Safe to say, if you arrive at the Sing Song Social as a stranger, you will leave as a friend.
“There was one lady that came in here… she was like this outside the door,” says Gwen, performing an apprehensive gesture. “ I could see her psyching herself up to come in, and I went out to her and she said ‘Oh my God a smiling face, thank you so much!’. She came in, and she knew somebody, and then I introduced her to somebody else, and she was fine. When I met her outside when she was leaving she said, ‘Thank you so much for the smiling face. I was really daunted by the idea but it was lovely. I had such a lovely time’ – that’s all you can ask for.”
“Cup of tea, biscuits, water, chat, brilliant,” Frank chimes in.

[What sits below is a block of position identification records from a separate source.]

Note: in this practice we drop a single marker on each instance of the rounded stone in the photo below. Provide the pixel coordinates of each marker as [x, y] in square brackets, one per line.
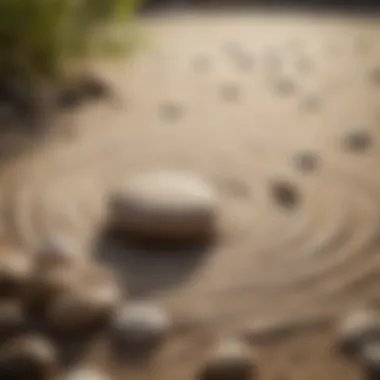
[32, 358]
[169, 205]
[15, 272]
[231, 360]
[370, 359]
[357, 328]
[82, 308]
[86, 374]
[141, 325]
[12, 320]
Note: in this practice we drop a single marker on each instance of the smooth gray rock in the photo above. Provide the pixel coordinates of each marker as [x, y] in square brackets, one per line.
[165, 204]
[140, 325]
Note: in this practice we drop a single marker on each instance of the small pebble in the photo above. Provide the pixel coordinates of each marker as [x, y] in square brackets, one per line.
[82, 309]
[165, 205]
[370, 360]
[28, 358]
[306, 162]
[230, 92]
[201, 63]
[285, 86]
[312, 103]
[171, 111]
[357, 141]
[86, 374]
[12, 321]
[141, 325]
[357, 328]
[232, 360]
[15, 272]
[285, 194]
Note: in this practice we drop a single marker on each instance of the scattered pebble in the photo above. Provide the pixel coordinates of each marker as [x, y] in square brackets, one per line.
[285, 194]
[86, 374]
[285, 86]
[230, 92]
[201, 63]
[357, 328]
[312, 103]
[306, 161]
[31, 358]
[171, 111]
[170, 205]
[82, 309]
[232, 360]
[141, 325]
[357, 141]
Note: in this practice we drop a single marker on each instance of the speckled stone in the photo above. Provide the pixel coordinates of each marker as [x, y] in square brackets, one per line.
[142, 325]
[231, 360]
[357, 328]
[165, 204]
[32, 358]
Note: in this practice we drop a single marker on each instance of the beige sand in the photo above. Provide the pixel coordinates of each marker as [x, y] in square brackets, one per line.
[270, 265]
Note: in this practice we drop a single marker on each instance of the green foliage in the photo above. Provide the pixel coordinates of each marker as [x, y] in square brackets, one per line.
[39, 37]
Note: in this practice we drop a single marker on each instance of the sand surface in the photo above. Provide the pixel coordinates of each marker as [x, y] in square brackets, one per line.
[238, 98]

“I get such energy from it,” adds Mary. “I wouldn’t be able to do it if I wasn’t getting everything back from the group.”
Before we leave, we are treated to a joyful, harmonious rendition of ‘Viva La Vida’, probably not heard live in these parts since Chris Martin and the boys rocked Croker back in August.
At the end, the room is filled with laughter, chatter and goodbyes that stretch for almost half an hour.
Guess you don’t need to fork out €100-odd and travel to Dublin to enjoy Coldplay for a few hours. The old convent in Ballinrobe will do just the job.